Plug-In: Pastors and plagiarism -- why a very, very old story is making new headlines

Two decades ago, while serving as religion editor for The Oklahoman, I investigated allegations of plagiarism and faked endorsements by a prominent Baptist pastor who had written a book.

I still remember how angry the 2002 story made some church members — at me for reporting it.

“One thing great preachers enjoy about traveling is that they can hear other people preach,” Terry Mattingly wrote in a 2003 “On Religion” column on plagiarism and the pulpit. “But the American orator A.J. Gordon received a shock during an 1876 visit to England.

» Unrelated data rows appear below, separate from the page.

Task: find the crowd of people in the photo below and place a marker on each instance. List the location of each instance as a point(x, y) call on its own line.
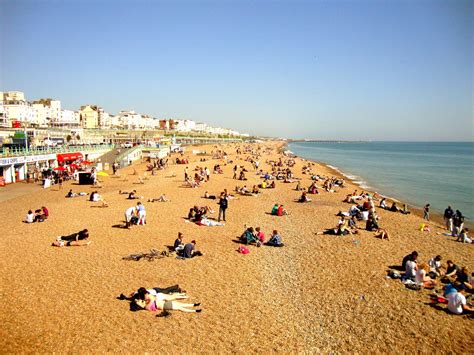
point(431, 274)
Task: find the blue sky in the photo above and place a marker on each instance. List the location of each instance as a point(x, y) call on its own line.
point(384, 70)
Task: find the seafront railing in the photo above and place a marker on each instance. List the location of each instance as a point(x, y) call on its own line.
point(14, 152)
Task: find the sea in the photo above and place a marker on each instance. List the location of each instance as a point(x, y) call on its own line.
point(417, 173)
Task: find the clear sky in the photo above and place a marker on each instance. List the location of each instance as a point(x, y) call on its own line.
point(385, 70)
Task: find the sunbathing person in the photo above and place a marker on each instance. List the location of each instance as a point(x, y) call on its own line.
point(211, 197)
point(457, 302)
point(73, 240)
point(341, 229)
point(162, 198)
point(71, 194)
point(178, 245)
point(167, 302)
point(154, 291)
point(382, 234)
point(304, 198)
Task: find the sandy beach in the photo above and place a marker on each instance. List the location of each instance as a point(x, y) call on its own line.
point(318, 293)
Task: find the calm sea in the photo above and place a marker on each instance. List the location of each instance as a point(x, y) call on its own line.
point(441, 174)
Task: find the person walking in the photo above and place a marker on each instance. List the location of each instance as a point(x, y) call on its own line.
point(426, 212)
point(448, 218)
point(223, 203)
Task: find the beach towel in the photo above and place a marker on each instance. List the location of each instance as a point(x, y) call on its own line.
point(243, 249)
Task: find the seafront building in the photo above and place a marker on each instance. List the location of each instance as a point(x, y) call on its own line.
point(41, 134)
point(17, 112)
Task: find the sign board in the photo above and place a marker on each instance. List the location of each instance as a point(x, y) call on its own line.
point(27, 159)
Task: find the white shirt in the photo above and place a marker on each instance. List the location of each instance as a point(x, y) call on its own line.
point(410, 268)
point(130, 211)
point(455, 302)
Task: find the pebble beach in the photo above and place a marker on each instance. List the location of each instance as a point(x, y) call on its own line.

Sitting anonymously in a church, he realized that the sermon sounded extremely familiar — because he wrote it.”

While plagiarism by pastors falls under the category of “nothing new under the sun” (see Ecclesiastes 1:9), the subject is making timely new headlines.

Prominent among them: a front-page “Sermongate” story this week by New York Times religion writer Ruth Graham.

Credit questions over past sermons by Ed Litton, the new president of the Southern Baptist Convention, for the fresh interest in the subject.

Last week’s Weekend Plug-in pointed to related coverage by Religion News Service’s Bob Smietana and the Washington Times’ Mark A. Kellner. Check out, too, Mattingly’s recent GetReligion podcast on the topic.

Even before the Litton controversy, Smietana produced an excellent story earlier this year headlined “‘If you have eyes, plagiarize’: When borrowing a sermon goes too far” with a related piece on “Why some preachers rely on holy ghostwriters and other pulpit helps.”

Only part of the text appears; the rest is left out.